Would You Turn Your Home Into a Museum?

Let’s put something wild on the table: What if your apartment, your flat, your studio—became a museum?

What would you preserve, protect, or put on display if your home became a cultural time capsule?
Henry Clay Frick turned his mansion into a museum. Could you do the same? Photograph: Pauline Loroy

We’re asking this because someone once did. Henry Clay Frick turned his Manhattan mansion into one of the world’s most intimate and influential museums. He filled it with Rembrandts and Vermeers. He wanted his walls to hold legacy.

Today, after a major renovation, the Frick Collection reopens in New York. It’s not just a showcase of old oil and old money. It’s a space that asks: what happens when personal space becomes public culture?

So we’re flipping the question to you:

Would you do it? Would you let the world in?

What would your living room say if strangers stood inside it, quietly studying your bookshelves and your paint choices? What would you leave behind? What would you hide?

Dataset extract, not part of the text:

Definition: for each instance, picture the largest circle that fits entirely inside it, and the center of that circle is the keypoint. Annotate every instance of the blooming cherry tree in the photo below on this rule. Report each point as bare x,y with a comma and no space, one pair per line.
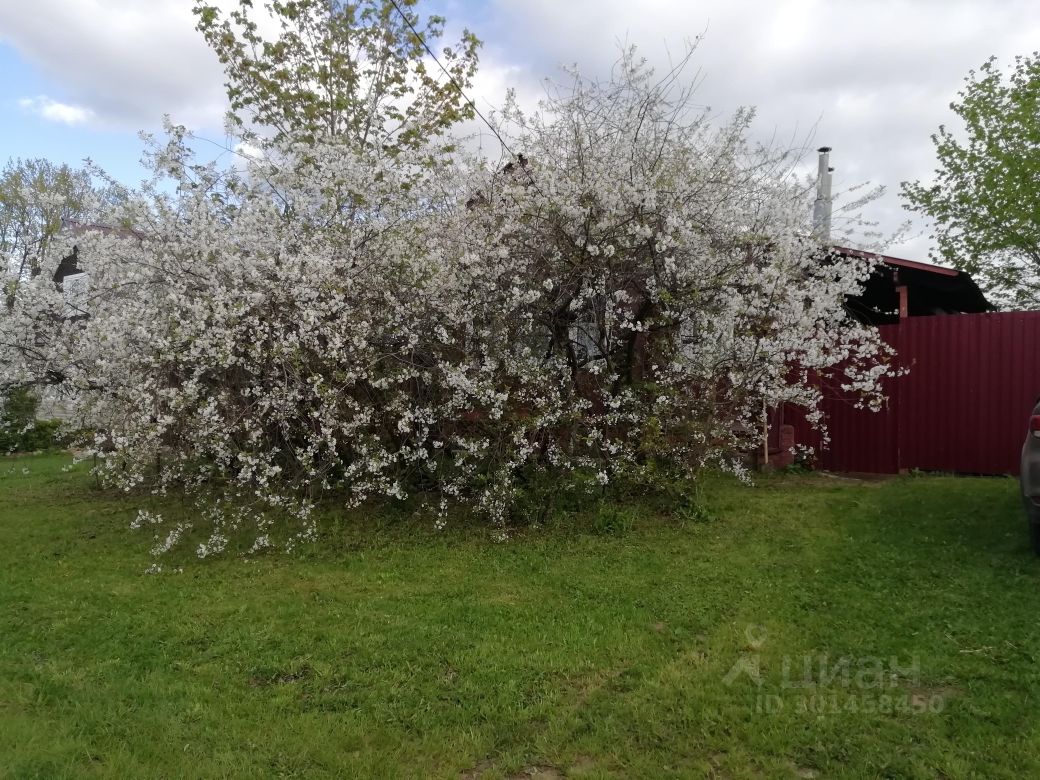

Some people already do this without realizing it. The artist who leaves a brush out. The designer whose entire apartment feels like a gallery. The couple who host every party like it’s an opening night.

Maybe you're one of them.

But even deeper—this is a question about value.
What makes a space worth preserving?
What makes it art-worthy?
Who decides when something personal becomes historical?

We’re not just talking collectors here. This could be about your grandmother’s kitchen, your first apartment, your dad’s garage filled with decades of tools and tape decks and smell.

What if museums weren’t places we visit—but places we build?

So we want to know:

  • What’s the one thing in your home you'd put on a plinth?
  • Is there a room you think should be kept exactly as it is, long after you're gone?
  • Would you want your home remembered… or left to disappear?

🖼️ Write to us: news@artwalkway.com
We’ll feature the best replies in next week’s column. Thoughtful. Funny. Personal. Emotional. All of it’s welcome.

Let’s keep asking these questions together.
Because museums aren’t just about the past.
Sometimes they’re about what we decide to protect—now.